Pool_Medic if you still can't get your head around the fact that EPS absorbs a lot of water despite the scientific data Ive provided you on its permeance rating, I suggest you do some searching on the internet about it. There are thosands of pages out there talking about how polystyrene foams used in hot tub covers, surf boards and basement insulation absorb a lot of water. Even hot tub cover companies freely admit their cores get waterlogged in order to convince you that you should pay lots of extra money to get an extra thick vapour barrier in an attempt to extend the cover's life.

Here's a link to a research paper put out by the EPS basement insulation industry that actuality shows how pathetic their product is but they spin the interpretation of the data in such a way that it makes their product sound superior to XPS insulation even when it's not. The paper shows that when EPS and XPS boards are subjected to an environment far less unfavourable (lower humidity and only 75 F) than foam boards in a hot tub cover, they absorb as much as 4.7% by weight in just 28 days. That's a very rapid rate of incursion. Try 4 years of continuous exposure in a high vapour pressure environment just 3" above a tub full of 104 F chlorinated or brominated water! Krikey!

https://www.airfoam.com/EPS-vs-XPS-Drying-Potential.pdf

What's so funny about this article is how they glorify the fact that the EPS boards dry out faster during a brief 20 day drying cycle than XPS boards even though they absorb 3 to 6 times as much water by weight in the same conditions and over the same amount of time. What this report actually shows is that EPS is far more permeable to water than XPS. Water can get in and get out of it a lot faster because the degree of connectivity between interstitial pore spaces in the material is much higher in EPS than XPS. These properties do not make EPS a superior product to XPS but if you read the article you'll see they spin the findings in a way that makes it seem so.

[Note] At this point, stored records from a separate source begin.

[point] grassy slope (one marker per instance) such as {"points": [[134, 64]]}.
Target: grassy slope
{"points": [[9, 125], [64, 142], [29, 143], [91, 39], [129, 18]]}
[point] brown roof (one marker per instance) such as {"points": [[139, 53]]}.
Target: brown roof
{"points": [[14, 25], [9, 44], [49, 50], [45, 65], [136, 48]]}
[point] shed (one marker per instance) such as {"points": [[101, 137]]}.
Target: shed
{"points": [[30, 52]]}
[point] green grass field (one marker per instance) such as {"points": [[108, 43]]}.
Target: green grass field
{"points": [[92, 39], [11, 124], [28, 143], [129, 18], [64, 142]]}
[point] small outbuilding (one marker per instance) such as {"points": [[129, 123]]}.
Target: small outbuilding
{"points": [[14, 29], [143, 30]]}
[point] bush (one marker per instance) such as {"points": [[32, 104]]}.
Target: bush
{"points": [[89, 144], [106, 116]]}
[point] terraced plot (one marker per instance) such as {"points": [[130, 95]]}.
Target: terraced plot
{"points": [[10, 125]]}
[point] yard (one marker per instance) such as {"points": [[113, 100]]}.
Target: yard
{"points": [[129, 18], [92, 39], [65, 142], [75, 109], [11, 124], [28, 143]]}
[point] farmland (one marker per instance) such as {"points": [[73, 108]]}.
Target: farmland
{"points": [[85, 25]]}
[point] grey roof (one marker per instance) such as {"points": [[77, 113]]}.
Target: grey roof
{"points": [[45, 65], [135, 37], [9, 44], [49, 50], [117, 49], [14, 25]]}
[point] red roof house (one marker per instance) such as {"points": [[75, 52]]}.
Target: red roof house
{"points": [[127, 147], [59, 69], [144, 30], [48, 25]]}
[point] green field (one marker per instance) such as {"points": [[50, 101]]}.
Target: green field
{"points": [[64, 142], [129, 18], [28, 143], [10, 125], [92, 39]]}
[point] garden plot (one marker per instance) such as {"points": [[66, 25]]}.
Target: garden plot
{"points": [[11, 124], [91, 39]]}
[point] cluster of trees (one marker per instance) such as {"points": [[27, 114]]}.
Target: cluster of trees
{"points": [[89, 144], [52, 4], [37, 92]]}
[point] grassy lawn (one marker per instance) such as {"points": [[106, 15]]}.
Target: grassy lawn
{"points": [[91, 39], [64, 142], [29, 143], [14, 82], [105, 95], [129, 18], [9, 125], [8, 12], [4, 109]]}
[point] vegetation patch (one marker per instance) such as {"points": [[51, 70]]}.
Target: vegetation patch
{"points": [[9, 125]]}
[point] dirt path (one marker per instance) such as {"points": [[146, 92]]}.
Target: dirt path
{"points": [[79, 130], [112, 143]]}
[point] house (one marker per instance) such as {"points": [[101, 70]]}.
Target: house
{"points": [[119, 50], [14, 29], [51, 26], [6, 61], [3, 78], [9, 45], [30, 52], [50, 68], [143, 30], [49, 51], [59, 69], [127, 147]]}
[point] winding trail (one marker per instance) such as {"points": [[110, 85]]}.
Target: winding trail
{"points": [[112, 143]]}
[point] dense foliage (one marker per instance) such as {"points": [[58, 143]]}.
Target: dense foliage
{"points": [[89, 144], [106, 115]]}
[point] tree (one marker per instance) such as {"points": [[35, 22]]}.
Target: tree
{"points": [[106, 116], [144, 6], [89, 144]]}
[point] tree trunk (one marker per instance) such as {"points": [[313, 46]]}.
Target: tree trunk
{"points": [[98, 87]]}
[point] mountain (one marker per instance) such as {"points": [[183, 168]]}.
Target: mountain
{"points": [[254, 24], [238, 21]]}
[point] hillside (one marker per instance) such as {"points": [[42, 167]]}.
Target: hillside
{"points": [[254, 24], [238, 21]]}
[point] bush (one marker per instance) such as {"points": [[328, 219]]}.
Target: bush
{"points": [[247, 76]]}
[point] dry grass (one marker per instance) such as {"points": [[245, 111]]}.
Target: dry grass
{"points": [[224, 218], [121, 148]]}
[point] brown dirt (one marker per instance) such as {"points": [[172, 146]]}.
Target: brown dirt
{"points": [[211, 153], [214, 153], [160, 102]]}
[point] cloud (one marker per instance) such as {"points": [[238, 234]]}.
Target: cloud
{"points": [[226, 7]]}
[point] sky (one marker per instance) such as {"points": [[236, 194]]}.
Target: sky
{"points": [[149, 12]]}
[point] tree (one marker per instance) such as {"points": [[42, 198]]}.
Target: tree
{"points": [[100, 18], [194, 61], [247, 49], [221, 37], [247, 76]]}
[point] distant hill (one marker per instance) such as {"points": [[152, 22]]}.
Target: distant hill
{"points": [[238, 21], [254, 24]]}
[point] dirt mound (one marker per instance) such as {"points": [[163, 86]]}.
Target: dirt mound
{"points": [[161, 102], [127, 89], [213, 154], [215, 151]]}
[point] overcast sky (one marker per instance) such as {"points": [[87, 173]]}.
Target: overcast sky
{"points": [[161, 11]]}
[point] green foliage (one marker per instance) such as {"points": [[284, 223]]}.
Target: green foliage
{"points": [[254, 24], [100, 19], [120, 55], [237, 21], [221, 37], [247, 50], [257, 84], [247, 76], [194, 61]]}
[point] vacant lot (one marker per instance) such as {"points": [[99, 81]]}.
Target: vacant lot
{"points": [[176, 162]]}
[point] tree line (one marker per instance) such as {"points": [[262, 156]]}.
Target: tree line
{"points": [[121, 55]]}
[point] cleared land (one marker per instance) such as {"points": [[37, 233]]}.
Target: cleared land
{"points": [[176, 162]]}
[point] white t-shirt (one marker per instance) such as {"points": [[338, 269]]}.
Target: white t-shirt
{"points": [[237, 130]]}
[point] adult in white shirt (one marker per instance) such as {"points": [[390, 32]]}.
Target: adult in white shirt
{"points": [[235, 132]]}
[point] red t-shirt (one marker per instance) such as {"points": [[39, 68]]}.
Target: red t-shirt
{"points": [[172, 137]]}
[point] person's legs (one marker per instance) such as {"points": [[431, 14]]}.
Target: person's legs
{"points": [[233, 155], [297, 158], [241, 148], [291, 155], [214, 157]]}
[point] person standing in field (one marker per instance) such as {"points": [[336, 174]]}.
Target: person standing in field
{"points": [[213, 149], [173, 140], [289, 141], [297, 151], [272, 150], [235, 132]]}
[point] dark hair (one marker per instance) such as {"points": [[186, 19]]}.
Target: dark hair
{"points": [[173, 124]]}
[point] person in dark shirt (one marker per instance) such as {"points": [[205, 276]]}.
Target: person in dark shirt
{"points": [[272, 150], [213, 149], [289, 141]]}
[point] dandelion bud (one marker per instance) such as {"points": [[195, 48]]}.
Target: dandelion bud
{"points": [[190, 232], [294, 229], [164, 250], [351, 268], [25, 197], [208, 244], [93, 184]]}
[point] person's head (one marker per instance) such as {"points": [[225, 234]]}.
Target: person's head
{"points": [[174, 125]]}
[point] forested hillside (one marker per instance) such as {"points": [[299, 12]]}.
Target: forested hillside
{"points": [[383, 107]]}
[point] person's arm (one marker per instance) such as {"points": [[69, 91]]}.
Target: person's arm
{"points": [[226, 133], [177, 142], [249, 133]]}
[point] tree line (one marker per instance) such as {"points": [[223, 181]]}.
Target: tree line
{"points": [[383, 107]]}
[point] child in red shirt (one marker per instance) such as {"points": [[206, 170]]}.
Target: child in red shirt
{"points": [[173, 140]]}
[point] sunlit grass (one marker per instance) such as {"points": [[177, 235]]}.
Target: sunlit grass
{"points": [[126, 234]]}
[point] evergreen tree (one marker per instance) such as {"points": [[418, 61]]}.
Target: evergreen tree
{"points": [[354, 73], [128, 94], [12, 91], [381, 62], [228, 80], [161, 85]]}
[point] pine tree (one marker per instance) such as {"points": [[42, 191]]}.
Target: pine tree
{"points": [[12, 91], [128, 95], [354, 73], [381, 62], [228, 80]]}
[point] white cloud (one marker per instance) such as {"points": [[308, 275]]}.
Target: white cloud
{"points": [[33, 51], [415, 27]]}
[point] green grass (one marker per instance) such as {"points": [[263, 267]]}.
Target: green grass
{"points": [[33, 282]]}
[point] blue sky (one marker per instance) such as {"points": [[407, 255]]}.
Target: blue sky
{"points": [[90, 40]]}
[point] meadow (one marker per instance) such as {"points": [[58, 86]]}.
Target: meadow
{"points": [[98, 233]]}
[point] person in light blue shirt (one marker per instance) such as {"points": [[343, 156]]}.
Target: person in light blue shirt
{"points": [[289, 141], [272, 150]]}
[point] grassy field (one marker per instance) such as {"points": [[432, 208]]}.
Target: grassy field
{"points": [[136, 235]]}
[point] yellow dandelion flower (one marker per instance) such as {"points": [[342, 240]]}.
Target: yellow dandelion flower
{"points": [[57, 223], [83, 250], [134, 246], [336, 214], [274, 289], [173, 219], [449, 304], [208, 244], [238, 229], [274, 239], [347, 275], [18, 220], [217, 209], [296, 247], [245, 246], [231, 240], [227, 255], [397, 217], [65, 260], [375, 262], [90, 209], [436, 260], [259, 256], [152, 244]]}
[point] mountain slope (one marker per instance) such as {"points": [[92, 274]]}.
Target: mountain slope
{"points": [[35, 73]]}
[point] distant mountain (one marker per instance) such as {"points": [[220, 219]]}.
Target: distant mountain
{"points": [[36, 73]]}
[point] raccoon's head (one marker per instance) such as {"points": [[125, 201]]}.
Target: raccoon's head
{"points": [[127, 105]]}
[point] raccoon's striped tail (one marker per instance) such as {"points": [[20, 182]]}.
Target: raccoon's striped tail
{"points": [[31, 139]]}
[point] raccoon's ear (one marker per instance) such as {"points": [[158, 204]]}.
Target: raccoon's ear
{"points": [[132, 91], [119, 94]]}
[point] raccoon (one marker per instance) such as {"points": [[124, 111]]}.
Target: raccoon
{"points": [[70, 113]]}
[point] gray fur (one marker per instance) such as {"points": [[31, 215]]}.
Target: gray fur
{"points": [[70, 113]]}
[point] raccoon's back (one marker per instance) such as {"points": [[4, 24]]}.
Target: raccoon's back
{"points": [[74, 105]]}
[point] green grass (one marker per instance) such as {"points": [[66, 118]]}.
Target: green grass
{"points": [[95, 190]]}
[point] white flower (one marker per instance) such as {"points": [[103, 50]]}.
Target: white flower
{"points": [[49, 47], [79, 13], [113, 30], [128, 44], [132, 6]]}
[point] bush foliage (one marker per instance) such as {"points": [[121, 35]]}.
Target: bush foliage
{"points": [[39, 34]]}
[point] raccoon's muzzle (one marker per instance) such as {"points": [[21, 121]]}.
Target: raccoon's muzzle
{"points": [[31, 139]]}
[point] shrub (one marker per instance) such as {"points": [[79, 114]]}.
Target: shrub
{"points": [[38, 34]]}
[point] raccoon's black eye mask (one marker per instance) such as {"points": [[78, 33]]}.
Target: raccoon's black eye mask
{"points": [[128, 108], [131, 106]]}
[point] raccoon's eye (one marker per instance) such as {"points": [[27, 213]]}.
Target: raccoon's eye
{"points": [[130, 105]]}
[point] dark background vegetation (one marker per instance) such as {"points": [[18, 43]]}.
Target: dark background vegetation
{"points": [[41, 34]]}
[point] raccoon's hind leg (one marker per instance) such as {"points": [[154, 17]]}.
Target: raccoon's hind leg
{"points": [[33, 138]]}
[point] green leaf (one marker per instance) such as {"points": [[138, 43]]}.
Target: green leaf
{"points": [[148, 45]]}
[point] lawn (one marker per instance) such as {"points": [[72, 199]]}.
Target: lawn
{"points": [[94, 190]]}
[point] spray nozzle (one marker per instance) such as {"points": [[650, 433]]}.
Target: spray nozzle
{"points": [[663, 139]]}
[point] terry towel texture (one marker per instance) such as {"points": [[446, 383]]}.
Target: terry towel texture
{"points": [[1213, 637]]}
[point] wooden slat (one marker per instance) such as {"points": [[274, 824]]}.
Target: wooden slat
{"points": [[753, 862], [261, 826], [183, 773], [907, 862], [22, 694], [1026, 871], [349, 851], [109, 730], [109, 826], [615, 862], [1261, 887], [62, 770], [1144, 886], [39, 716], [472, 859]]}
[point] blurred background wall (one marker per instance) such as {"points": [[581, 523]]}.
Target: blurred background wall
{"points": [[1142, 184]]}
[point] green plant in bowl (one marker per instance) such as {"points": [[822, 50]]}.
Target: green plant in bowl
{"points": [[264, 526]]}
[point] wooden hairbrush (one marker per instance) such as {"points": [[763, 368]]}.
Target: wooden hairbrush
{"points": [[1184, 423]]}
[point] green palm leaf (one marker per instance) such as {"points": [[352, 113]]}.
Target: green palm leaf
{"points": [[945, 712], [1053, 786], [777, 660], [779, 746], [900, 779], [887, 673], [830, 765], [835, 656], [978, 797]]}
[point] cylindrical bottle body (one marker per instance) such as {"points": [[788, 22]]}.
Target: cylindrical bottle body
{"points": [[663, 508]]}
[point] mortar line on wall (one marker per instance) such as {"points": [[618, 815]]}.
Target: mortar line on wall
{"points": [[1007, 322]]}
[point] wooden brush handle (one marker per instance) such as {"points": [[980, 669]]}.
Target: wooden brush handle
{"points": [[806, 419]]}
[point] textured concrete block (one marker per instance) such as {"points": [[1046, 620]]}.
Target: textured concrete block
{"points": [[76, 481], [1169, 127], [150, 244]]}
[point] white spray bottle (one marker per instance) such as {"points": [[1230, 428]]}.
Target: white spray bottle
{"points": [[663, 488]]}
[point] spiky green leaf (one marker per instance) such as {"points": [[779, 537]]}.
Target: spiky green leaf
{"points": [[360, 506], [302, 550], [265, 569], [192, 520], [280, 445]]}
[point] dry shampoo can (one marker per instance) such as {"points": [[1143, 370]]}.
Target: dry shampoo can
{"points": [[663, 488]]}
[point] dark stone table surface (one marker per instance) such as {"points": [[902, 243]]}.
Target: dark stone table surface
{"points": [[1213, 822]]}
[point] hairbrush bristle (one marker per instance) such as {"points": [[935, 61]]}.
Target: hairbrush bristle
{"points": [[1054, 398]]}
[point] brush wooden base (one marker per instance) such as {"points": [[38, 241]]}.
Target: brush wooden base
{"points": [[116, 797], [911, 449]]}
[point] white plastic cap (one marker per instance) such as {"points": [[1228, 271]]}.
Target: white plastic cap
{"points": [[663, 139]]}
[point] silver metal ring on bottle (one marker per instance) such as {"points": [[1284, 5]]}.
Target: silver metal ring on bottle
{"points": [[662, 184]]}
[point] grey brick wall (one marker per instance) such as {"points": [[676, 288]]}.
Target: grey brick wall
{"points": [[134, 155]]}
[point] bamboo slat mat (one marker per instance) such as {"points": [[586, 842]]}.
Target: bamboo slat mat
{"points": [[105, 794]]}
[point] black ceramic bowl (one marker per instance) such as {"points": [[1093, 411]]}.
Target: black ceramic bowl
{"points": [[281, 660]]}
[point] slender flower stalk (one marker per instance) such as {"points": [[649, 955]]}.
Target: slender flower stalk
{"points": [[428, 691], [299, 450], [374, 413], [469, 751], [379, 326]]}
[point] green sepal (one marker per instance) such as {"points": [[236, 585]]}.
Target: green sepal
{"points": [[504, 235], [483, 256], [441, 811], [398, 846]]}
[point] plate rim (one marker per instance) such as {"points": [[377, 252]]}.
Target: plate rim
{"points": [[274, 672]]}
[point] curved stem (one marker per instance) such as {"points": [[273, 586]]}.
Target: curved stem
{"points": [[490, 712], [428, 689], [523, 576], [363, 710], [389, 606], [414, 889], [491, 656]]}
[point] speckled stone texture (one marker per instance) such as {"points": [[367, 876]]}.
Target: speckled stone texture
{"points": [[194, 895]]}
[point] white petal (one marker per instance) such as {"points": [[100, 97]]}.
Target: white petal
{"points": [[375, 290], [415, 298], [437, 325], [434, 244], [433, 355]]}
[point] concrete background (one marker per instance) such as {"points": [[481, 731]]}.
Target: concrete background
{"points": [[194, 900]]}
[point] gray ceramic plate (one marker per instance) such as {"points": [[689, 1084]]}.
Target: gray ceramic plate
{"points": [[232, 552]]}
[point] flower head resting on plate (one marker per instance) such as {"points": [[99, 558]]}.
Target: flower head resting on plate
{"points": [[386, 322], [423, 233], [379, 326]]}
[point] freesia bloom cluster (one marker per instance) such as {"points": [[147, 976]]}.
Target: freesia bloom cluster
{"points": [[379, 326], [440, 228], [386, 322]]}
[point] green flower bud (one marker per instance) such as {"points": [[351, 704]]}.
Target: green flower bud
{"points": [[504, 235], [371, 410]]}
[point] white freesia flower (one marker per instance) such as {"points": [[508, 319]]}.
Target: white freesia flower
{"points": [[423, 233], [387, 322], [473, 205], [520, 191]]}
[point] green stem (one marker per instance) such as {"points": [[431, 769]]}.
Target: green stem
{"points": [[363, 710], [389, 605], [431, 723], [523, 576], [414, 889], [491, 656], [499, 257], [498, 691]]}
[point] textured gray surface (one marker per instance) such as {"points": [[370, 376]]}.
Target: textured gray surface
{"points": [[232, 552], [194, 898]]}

I read this paper and another one these guys put out attempting to prove EPS is much superior to XPS but as an Engineer who writes a lot of scientific reports, I don't think I've ever seen more subjective and manipulative presentation and interpretation of data and results. The ironic thing is, their data actually helps prove my point that EPS is a crappy material to use for insulation in a hot tub cover (or insulating a basement for that matter) but to hear them tell it, EPS is the best thing ever!